In: Operations Management
A car insurance company is considering a new process where customers can notify the company of an accident and track the claims process by cell phone. Explain how they can use the stages of the adoption curve to decide how to implement the new technology
First of all let us understand what is technology adoption curve and later we will link it with the process of the car insurance company. Please make sure you rate this answer with a thumbs up, it definitely helps me a lot. Thank you!
What is captured by the Adoption Curve is that markets embrace non-linear products. A fresh product's penetration begins slowly, then accelerates until approximately one third of the market has taken over, then decelerates to the speed of a possible snail. It's not a theory, this is an explanation of the stages of any adoption through a graphical curve representation. Adopting fresh products is a social method in essence. And it works through the links in our social network like any social process. "Hot New Things" tend to begin at the bottom of our social networks with Innovators, spread slowly to well-connected Early Adopters, cascade quickly from Early Adopters to their links (Early Majority) and then spread more slowly to the next level of links (Late Majority). By now they have become Cold Old Things, flushing out among Laggards that are poorly linked. This method generates a normal curve of acceptance over time in standard social network topologies: the mirror of which is the cumulative market penetration S-curve. Each phase of adoption (and adopters) has its own features and in some detail it is worth diving into them.
Now let us identify the each stage of the new technological process that the car insurance company is trying to adopt. The first stage is nothing but INNOVATORS, which means at this stage the company would try to start an activity and try to adopt a product. Innovators are the first to take action and embrace the technology the business is attempting to embrace, even if it could be buggy. These people are willing to take the risk, and those people will be willing to help you shape your product if it's not perfect. And at the second stage EARLY ADOPTERS are prepared to attempt the technology that the company is trying to adopt at an early point.
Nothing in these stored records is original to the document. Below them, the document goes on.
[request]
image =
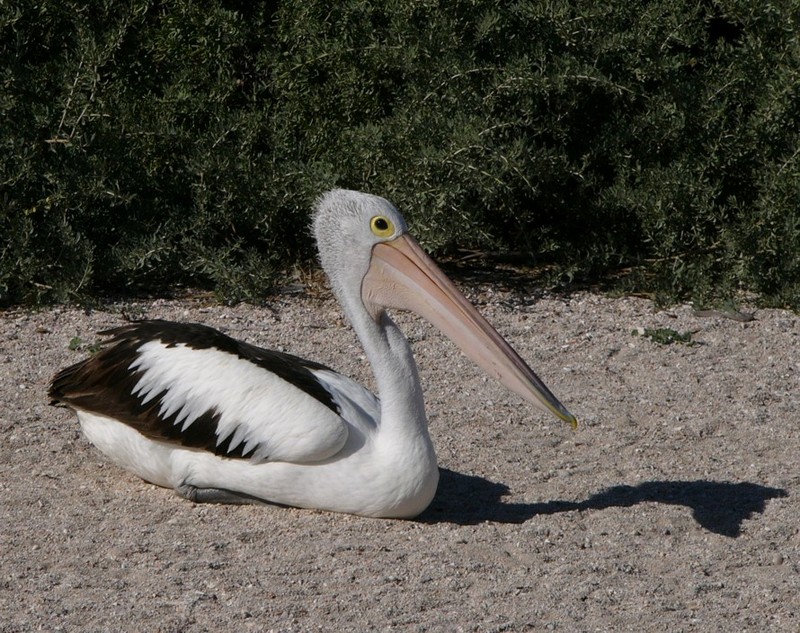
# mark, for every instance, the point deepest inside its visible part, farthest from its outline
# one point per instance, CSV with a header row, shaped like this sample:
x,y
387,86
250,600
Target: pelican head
x,y
374,264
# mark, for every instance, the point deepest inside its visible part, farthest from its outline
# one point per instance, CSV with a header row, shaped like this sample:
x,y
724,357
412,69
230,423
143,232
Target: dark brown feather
x,y
104,384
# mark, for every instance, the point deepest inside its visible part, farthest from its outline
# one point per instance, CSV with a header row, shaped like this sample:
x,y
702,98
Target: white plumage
x,y
187,407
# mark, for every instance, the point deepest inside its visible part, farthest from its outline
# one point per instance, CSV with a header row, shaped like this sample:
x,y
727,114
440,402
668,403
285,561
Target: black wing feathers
x,y
104,383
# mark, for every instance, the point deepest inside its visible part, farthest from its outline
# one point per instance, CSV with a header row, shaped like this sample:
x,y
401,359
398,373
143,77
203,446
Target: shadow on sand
x,y
719,507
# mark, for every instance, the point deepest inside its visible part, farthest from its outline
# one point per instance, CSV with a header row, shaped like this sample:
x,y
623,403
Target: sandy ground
x,y
673,507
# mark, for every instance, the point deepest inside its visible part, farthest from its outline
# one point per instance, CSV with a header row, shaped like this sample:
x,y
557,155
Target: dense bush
x,y
149,144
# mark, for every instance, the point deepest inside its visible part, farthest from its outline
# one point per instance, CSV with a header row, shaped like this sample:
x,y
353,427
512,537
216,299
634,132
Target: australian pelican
x,y
218,420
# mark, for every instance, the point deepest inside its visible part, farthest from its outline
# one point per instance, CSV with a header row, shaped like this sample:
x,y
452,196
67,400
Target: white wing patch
x,y
358,405
254,406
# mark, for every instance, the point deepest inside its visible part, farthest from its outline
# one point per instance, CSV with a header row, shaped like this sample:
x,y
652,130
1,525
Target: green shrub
x,y
159,143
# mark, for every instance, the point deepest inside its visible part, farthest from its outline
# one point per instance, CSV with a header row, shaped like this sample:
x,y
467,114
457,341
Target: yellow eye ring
x,y
381,226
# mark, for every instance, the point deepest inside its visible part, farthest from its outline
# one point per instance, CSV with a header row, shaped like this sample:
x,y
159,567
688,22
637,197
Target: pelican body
x,y
187,407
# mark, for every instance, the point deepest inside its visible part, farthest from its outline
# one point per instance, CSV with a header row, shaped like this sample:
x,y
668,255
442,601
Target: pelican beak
x,y
402,276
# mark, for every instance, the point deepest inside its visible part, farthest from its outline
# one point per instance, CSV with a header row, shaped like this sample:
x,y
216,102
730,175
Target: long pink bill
x,y
402,276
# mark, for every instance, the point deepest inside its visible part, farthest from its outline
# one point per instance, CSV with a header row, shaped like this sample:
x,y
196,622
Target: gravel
x,y
671,508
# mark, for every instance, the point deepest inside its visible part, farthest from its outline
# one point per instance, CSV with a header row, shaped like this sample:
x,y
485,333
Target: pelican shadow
x,y
718,506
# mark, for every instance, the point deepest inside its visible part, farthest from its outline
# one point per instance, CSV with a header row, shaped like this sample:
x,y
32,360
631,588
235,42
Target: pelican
x,y
218,420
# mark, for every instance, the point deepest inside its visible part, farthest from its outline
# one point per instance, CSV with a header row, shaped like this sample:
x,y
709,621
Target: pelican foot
x,y
215,495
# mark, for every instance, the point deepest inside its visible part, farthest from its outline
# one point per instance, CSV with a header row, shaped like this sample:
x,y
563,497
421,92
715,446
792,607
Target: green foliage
x,y
665,336
151,144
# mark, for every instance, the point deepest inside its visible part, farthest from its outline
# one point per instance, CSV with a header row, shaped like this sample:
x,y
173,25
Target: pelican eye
x,y
382,226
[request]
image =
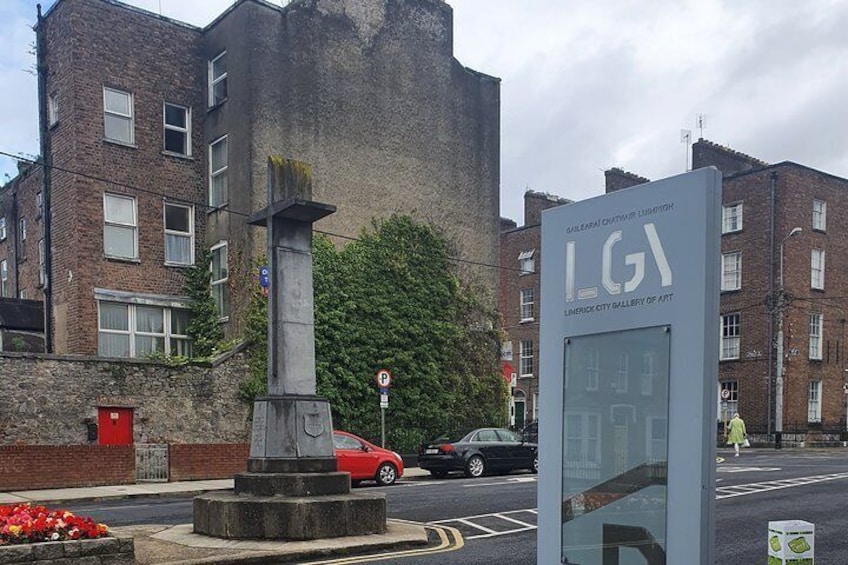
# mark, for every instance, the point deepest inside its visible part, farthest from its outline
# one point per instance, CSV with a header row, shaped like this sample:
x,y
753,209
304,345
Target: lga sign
x,y
629,359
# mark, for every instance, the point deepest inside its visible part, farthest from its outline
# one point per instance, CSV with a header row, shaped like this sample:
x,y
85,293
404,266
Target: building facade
x,y
783,231
156,135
They don't need to clarify why this technology should be used. The early adopter has already investigated it, and they are actually enthusiastic about the development behind it, but the innovator will embrace the high-tech product for the sake of the innovation behind it. An informed purchasing choice will be made by the early adopter. At that point, while the product appeals only to an early adopter's tiny niche, it's fantastic and ready. The EARLY MAJORITY is the psychographic profile of individuals who assist "cross the gulf." Traction implies an early majority attractive item, in this case the technology that the company is trying to adopt for their customers. Indeed, the early majority consist of more aware customers, who seek alternatives that are helpful but also care about possible fads. The LATE MAJORITY only comes after the company's technology is developed, has a more skeptical attitude to technological innovation and can only feel more comfortable when demand tracking is commonplace. The latter in this cycle of technology adoption monitoring claims are LAGGARDS. Although late majority is technological innovation skeptical, laggards are unwilling. Therefore these individuals hardly become adopters unless there's a clear and proven benefit when using a technology. For some reason, these are not interested to embrace a claim tracking technology, which could be linked to private or financial elements.